Mais laissons la parole à Mme Colonna: M. de La Gibertière «tâcha de me persuader de retourner auprès du connétable, comme le meilleur parti que je pusse choisir, les choses n'étant pas tournées à mon avantage en France, depuis qu'on avait donné à entendre au Roi que je présumais de tenir un absolu pouvoir sur son esprit; ajoutant que Sa Majesté avait un extrême regret de m'avoir accordé sa protection sur des prétextes chimériques et des raisons fondées seulement sur mon caprice, et il conclut enfin, qu'en cas que je ne me résolusse pas de m'en retourner chez moi, je n'avais qu'à prendre le chemin de Grenoble et entrer à l'abbaye de Montfleuri.

«Voilà, au pied de la lettre, les articles de son ambassade, et voici ce que je lui répondis: que je n'étais point sortie de ma maison pour y retourner sitôt; que des prétextes imaginaires ne m'avaient pas poussée à ce que j'avais fait, mais de bonnes et solides raisons, lesquelles je ne pouvais ni ne voulais révéler à personne qu'au Roi seul, et que j'espérais de son discernement et de sa justice, quand une fois je lui aurais parlé (qui était tout ce que je désirais), qu'il serait détrompé de la méchante impression qu'on lui avait donnée, de ma conduite; que j'étais bien éloignée de me flatter de la vanité de ce présomptueux pouvoir; que je n'avais point assez de mérite, ni des qualité, ni de suffisance pour prétendre la moindre part dans ses affaires; que je désirais seulement de me retirer à Paris, et que je limitais toute mon ambition à l'étroite demeure d'un cloître, dans lequel je suppliais Sa Majesté de me donner la permission de vivre parmi mes parents, comme faisaient Mme la grande-duchesse de Toscane et Mme la princesse de Chalais, et comme mille autres dames veuves ou séparées d'avec leurs maris l'avaient obtenu; que, pour ce qui regardait de m'en retourner à Grenoble, j'étais trop fatiguée pour commencer tout de nouveau un autre voyage, et que, de plus, j'attendais réponse de Sa Majesté, sur laquelle je me réglerais après. Ce furent là les dernières paroles que je lui dis, auxquelles je fis succéder quelques airs que je jouai sur une guitare, que je pris en même temps.» Ce fut ainsi que la connétable congédia l'envoyé de Louis XIV.»

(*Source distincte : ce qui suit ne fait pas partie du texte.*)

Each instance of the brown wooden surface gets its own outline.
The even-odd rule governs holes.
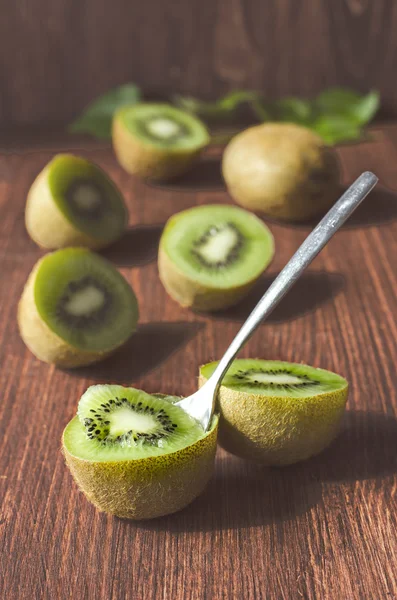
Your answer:
[[[123,352],[62,372],[20,340],[16,306],[41,251],[24,229],[27,190],[60,149],[102,165],[131,211],[126,238],[105,252],[140,301]],[[397,598],[397,128],[338,150],[343,179],[381,178],[243,355],[303,361],[345,375],[344,430],[322,455],[265,469],[219,451],[206,492],[179,514],[136,524],[99,514],[77,491],[61,433],[83,390],[123,382],[189,394],[198,365],[220,357],[255,297],[309,232],[270,223],[276,257],[256,292],[218,316],[184,310],[157,276],[161,227],[195,203],[230,202],[208,159],[184,182],[151,187],[110,148],[47,140],[0,154],[0,597],[7,600],[390,600]],[[394,190],[394,192],[393,192]]]
[[[378,88],[397,115],[395,0],[0,0],[0,127],[69,121],[126,81],[268,97]]]

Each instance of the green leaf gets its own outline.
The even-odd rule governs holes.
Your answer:
[[[301,98],[283,98],[273,103],[272,111],[275,112],[278,121],[307,125],[312,117],[312,104],[309,100]]]
[[[366,125],[379,108],[379,93],[371,91],[361,96],[352,90],[332,88],[317,96],[314,106],[319,116],[339,116],[357,125]]]
[[[125,104],[135,104],[141,99],[140,89],[133,83],[121,85],[100,96],[84,110],[82,115],[68,127],[71,133],[90,133],[110,139],[113,115]]]
[[[234,90],[216,102],[205,102],[192,96],[174,96],[174,103],[204,120],[225,120],[233,117],[237,109],[245,103],[258,102],[258,92]]]
[[[341,116],[321,116],[310,128],[330,146],[361,138],[361,127],[353,123],[350,118]]]

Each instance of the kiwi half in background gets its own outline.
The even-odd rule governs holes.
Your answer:
[[[26,229],[42,248],[104,248],[128,224],[124,199],[102,169],[72,154],[55,156],[29,190]]]
[[[45,362],[78,367],[108,356],[136,328],[134,292],[104,258],[84,248],[47,254],[18,307],[21,337]]]
[[[130,519],[176,512],[212,475],[218,417],[205,433],[164,398],[120,385],[82,396],[63,433],[66,462],[99,510]]]
[[[200,368],[200,387],[217,362]],[[305,460],[339,431],[348,394],[343,377],[302,364],[238,359],[218,396],[219,442],[232,454],[269,466]]]
[[[124,106],[113,120],[119,163],[144,179],[166,181],[182,175],[209,141],[199,119],[168,104]]]
[[[339,195],[336,154],[315,133],[291,123],[266,123],[236,135],[222,172],[238,204],[281,220],[320,215]]]
[[[247,294],[273,254],[273,236],[255,215],[236,206],[197,206],[166,223],[160,279],[182,306],[218,310]]]

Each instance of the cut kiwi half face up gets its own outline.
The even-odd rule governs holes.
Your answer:
[[[22,338],[46,362],[95,362],[135,330],[136,297],[102,257],[83,248],[47,254],[33,269],[19,305]]]
[[[217,362],[200,368],[200,386]],[[283,361],[235,360],[218,395],[220,444],[267,465],[292,464],[321,452],[339,431],[346,379]]]
[[[167,180],[185,172],[210,137],[193,115],[168,104],[125,106],[113,122],[120,164],[143,178]]]
[[[183,508],[202,491],[212,473],[217,422],[215,416],[205,433],[165,397],[96,385],[67,425],[63,450],[78,485],[100,510],[153,518]]]
[[[44,248],[103,248],[124,233],[124,199],[102,169],[84,158],[59,154],[33,183],[25,212],[32,239]]]
[[[273,253],[273,236],[255,215],[234,206],[199,206],[167,222],[160,278],[182,306],[218,310],[246,295]]]

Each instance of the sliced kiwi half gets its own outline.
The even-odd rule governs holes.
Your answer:
[[[166,223],[160,279],[182,306],[219,310],[251,289],[273,253],[273,236],[255,215],[236,206],[197,206]]]
[[[184,508],[202,492],[217,426],[215,416],[205,433],[160,394],[95,385],[83,394],[62,445],[74,479],[99,510],[150,519]]]
[[[124,233],[128,213],[115,184],[92,162],[55,156],[29,190],[25,223],[42,248],[104,248]]]
[[[200,368],[200,386],[217,364]],[[331,371],[282,361],[235,360],[218,396],[220,444],[269,466],[305,460],[337,435],[347,394],[346,379]]]
[[[57,250],[39,260],[18,307],[25,344],[40,360],[61,367],[105,358],[130,337],[137,320],[127,281],[85,248]]]
[[[265,123],[236,135],[223,154],[222,172],[238,204],[280,220],[321,215],[339,195],[335,152],[293,123]]]
[[[210,140],[205,125],[193,115],[149,102],[121,108],[112,137],[118,161],[128,173],[159,181],[185,173]]]

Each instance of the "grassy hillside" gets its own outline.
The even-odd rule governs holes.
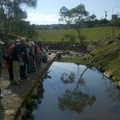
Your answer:
[[[94,56],[87,55],[87,58],[114,82],[120,81],[120,38],[102,39],[88,49]]]
[[[59,42],[65,34],[73,34],[76,37],[76,42],[79,42],[78,34],[75,30],[37,30],[38,41],[44,42]],[[86,41],[97,41],[112,35],[112,27],[96,27],[84,28],[82,33],[87,36]],[[115,35],[120,34],[120,28],[115,28]]]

Voilà un finale à l'italienne, que l'on croirait emprunté à un roman, et auquel on était loin de s'attendre après une si grave discussion.

A quelques jours de là, Mme Colonna reçut la visite du duc de Créqui, que le Roi envoyait auprès d'elle avec ordre de répondre aux propositions qu'elle lui ferait. Il la trouva dans une méchante hôtellerie, étendue sur un grabat, et il ne put s'empêcher de lui témoigner toute la commisération que lui inspirait la vue d'un tel spectacle qui contrastait si étrangement avec la pompe et la grandeur du palais Colonna.

Elle coupa court à «ses lamentations» et le pria de passer au point essentiel.

M. de Créqui lui dit alors nettement que le Roi ne voulait pas qu'elle entrât à Paris ni qu'elle lui parlât, en ayant donné sa parole au nonce et au connétable, pour des raisons qu'elle ne devait pas ignorer; qu'ainsi elle n'avait qu'à retourner à Grenoble, si mieux elle n'aimait retourner à Rome, ce qui était le parti le plus sûr et le plus honnête.